Personal information
- Born: September 16, 1983 (age 42) Denton, Texas, U.S.
- Listed height: 6 ft 3 in (1.91 m)
- Listed weight: 236 lb (107 kg)

Career information
- High school: Billy Ryan (Denton, Texas)
- College: Missouri (2002–2006)
- NFL draft: 2007: 4th round, 113th overall pick

Career history
- Jacksonville Jaguars (2007);

Awards and highlights
- 2× All-Big Twelve (2005–2006);

= Brian Smith (defensive end) =

American football player (born 1983)

Brian Smith (born September 16, 1983) is an American former football defensive end. He was selected by the Jacksonville Jaguars in the fourth round of the 2007 NFL draft.
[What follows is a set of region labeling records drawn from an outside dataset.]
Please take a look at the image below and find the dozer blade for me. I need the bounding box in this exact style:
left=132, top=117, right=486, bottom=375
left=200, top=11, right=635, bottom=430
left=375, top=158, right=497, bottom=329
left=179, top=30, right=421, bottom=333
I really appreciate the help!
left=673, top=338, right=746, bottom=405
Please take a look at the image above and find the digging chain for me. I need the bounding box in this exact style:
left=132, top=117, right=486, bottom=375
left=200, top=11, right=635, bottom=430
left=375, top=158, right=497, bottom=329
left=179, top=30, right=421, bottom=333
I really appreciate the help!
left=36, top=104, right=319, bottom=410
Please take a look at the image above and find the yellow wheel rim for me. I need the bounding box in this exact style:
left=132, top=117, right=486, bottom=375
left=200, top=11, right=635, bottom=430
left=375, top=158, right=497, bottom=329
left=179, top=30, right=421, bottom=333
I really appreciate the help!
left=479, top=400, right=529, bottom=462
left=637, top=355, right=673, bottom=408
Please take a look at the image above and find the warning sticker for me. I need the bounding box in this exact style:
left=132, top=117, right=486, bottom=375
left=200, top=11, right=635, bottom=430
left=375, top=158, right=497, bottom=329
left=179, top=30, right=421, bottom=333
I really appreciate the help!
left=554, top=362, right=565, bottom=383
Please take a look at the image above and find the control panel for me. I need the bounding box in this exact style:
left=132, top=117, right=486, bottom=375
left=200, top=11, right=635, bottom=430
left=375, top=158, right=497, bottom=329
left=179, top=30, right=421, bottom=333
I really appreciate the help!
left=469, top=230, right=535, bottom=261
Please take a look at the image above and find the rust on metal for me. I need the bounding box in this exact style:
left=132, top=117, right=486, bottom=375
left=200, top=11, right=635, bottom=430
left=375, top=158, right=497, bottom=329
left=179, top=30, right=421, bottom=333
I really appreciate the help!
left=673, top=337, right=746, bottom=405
He played college football at Missouri.

==Early life==
Brian Smith graduated from Billy Ryan High School in Denton, Texas in 2002. He was named Defensive Player of the Year as a junior and senior. He was a two-time All-State selection and led the team to the state championship in 2001 under head coach Joey Florence. Smith recorded 160 tackles and 35 sacks as a senior. He posted 20 sacks as a junior.

==College career==
Smith played his collegiate ball at the University of Missouri. Starting as a situational pass-rusher, by his junior year he had blossomed into the team's best defensive end. Although he was injured midway through his senior season, Smith finished his collegiate career as Missouri's all-time leader in sacks.

==Professional career==
Smith was selected in the fourth round on the 2007 NFL draft by the Jacksonville Jaguars. He was placed on the PUP list during this rookie year. He was waived in June 2008, never playing a down for the Jaguars.